In an exciting development...the Washington State Senate voted on a bill to advance marriage equality by 28 to 21. The next step of the process being a vote in the House and then a stop by Governor Christine Gregoire's desk, who has already indicated that she would sign the bill should it make it to her desk. Prospects are looking good to see Washington as the next state to adopt full marriage equality and that would be a wonderful Valentines Day present for us all. But of course, that means that certain conservatives and fundamentalists are going into crisis mode. Already they are working to collect the 120,000+ signatures they would need to sidestep the legislature and take the matter to a referendum vote. Seriously....it's not even a law yet. Even though everyone seems to be optimistic for it's passage, it still has to clear a whole legislative body first. However that fact hasn't stopped the full on panic that has led opponents moving on a referendum and calling for boycotts on businesses like Starbucks who have publicly voiced their support for marriage equality.
Their Condemnation of companies like Starbucks seems a little hypocritical given their own history of crying foul when ever someone boycotts a business supportive of their position.But, the accusations are flying fast and furious in battleground states like Washington. Beginning the the latest, rather eyeroll inducing, press release from The National Organisation for Marriage who apparently feels that Starbucks should stay out of the fight:
Today, Brian Brown, the president of the National Organization for Marriage (NOM), sharply criticized Starbucks' decision to wade into the gay marriage fight in Washington State. That decision comes on top of an earlier decision by Starbucks to ask the Supreme Court to strike down the federal definition of marriage as one man and one woman as well.
"Americans should be able to drink a peaceful cup of coffee without worrying that a portion of the company's profits is going to be used to push gay marriage without a vote from the people," said Brown. "This is a gratuitous leap into a hot button culture war issue; respect for diversity touted by Starbucks ought to include respecting the diverse views of all its customers and employees."

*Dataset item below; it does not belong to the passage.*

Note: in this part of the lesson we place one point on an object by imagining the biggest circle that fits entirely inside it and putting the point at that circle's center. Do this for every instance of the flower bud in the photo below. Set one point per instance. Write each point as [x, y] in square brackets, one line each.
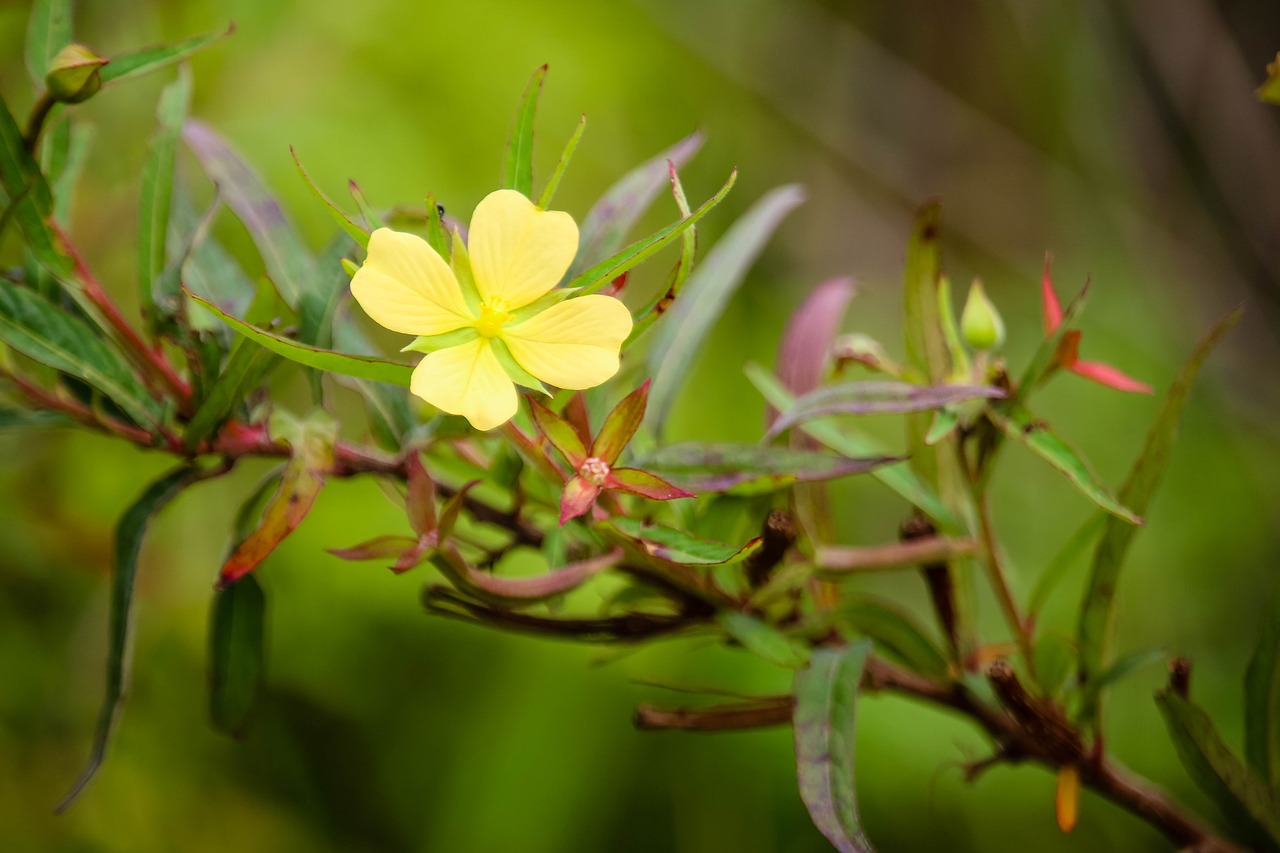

Jonathan Baker, head of NOM's Corporate Fairness Project, called on Starbucks to make it clear they will not discriminate against customers, vendors or employees who oppose same-sex marriage. "Increasingly, gay marriage extremists are arguing that people known to oppose same-sex marriage should not be hired, or even, should be fired. Diversity and tolerance are a two-way street. Having waded into a social issue where Starbucks has no special competence, the company has an obligation to reassure its customers, vendors and employees that it will respect the most important diversity—diversity of opinion," noted Baker.